No. 7107, Bogotá, Viernes 26 de Junio del 2015
Sobre El sol y la carne de Camila Charry Noriega
Un buen libro es siempre una puerta: toda página nos conduce a otros libros, autores, recuerdos, épocas o ciudades.
Ya desde sus primeras poesías, El sol y la carne me regresó a mis nueve años, cuando viajé junto a mis padres a Italia, para que mi papá se reencontrara con su hermano Guerino tras décadas de ausencia.

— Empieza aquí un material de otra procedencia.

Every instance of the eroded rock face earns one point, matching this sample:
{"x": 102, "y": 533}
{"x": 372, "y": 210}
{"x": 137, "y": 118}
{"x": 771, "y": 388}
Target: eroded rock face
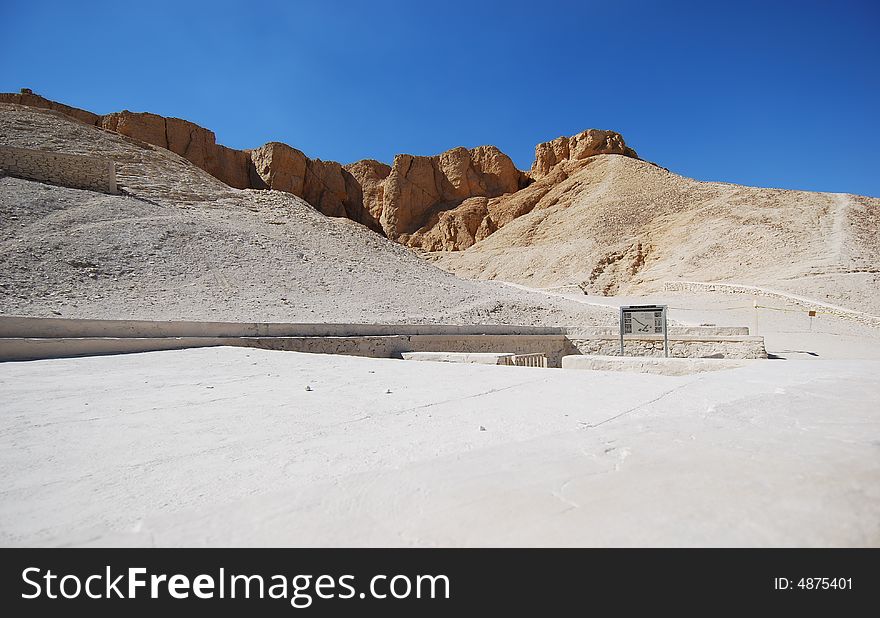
{"x": 418, "y": 187}
{"x": 371, "y": 175}
{"x": 26, "y": 97}
{"x": 444, "y": 202}
{"x": 189, "y": 140}
{"x": 280, "y": 167}
{"x": 585, "y": 144}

Una madrugada, a poco de llegar, me despertó un sonido de voces. Dejé mi habitación y recorrí un largo pasillo. Las voces, que provenían de la biblioteca, eran las de mi padre y mi tío. Me asomé evitando hacer ruido. Allí estaban los dos hermanos entre libros de poesía, gastados álbumes de fotos y botellas de vino, recordando al borde del llanto anécdotas de su niñez durante la guerra. La pálida lámpara que los alumbraba les daba un aire atemporal: no parecían dos hombres de setenta años sino un par de adolescentes cometiendo una travesura a espaldas del mundo. Me ajusté el pijama, avancé un paso y les pregunté qué hacían. Pese a que los sorprendió mi presencia, tío Guerino me invitó a sentarme a su lado para escuchar a papá que recitaba los poemas de un polvoriento libro de Giuseppe Ungaretti: El puerto sepultado. Minutos después, recuerdo haberles preguntado por qué leían con tanta emoción aquellos versos tan cargados de dolor y muerte. Se miraron entre ellos y fue mi padre quien respondió: “Porque hay un sola manera de superar la muerte: alumbrándola”.

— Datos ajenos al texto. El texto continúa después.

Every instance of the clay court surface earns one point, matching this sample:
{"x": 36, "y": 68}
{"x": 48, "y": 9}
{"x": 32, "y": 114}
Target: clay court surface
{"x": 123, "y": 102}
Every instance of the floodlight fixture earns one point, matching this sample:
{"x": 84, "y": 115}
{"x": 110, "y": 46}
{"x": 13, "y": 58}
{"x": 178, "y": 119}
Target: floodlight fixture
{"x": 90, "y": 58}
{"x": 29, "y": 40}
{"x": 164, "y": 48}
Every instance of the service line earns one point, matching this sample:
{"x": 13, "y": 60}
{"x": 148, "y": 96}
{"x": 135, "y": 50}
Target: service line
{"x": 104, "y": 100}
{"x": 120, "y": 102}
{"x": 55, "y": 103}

Para darle la razón a quienes creen que un lazo invisible une a los grandes escritores más allá de cualquier geografía y época, Charry Noriega se vale de cada verso de El sol y la carne para dialogar con aquel poeta nacido en el siglo XIX que conmovió a mi padre cuando yo era apenas un niño; señala, denuncia —y alumbra— la violenta oscuridad de su tierra así como Alberti y León Felipe lo hicieron en la España de plomo; le reclama a Dios como aquel Serrat que en los 70’ recitaba: “… pero Padre déjese usted de llorar, que nos han declarado la guerra.”
Bien lo señala Eduardo Chirinos en el magnífico prólogo de El sol y la carne: los poemas de Charry Noriega son una herida abierta de la que mana el dolor más acendrado. Sin embargo, sus versos no solo auscultan a los ignorados de siempre, a ese mundo subterráneo atestado de desterrados, cadáveres hediondos y perros hambrientos; Charry Noriega también encuentra espacio para el sosiego, cierra los ojos para observar bien dentro de sí misma y se pregunta cuál es su lugar entre tanta barbarie:
Escribo
desde la desgarradura de la tarde
cuando el último pájaro
trina en una rama
mientras lo imagino.
Si es verdad que todo buen libro tiene un mandato, El sol y la carne cumple con el suyo: recordarle al lector desprevenido que la poesía también es capaz de revelar y echar luz al horror que nos rodea. A fin de cuentas, quien quiera estudiar y juzgar —y por qué no, también comprender— a una nación entera decidida a ahogarse en un baño de sangre, encontrará más respuestas en la cruel y bella poesía de El sol y la carne que en cualquier ensayo político o libro de historia. Y si es cierto que todo poeta tiene un destino, Camila Charry Noriega también cumple con creces el suyo: dejarse enredar por el lazo que une a Ungaretti, Felipe, Alberti y algunos pocos privilegiados capaces de vencer al espacio y al tiempo con la sola empuñadura de su palabra.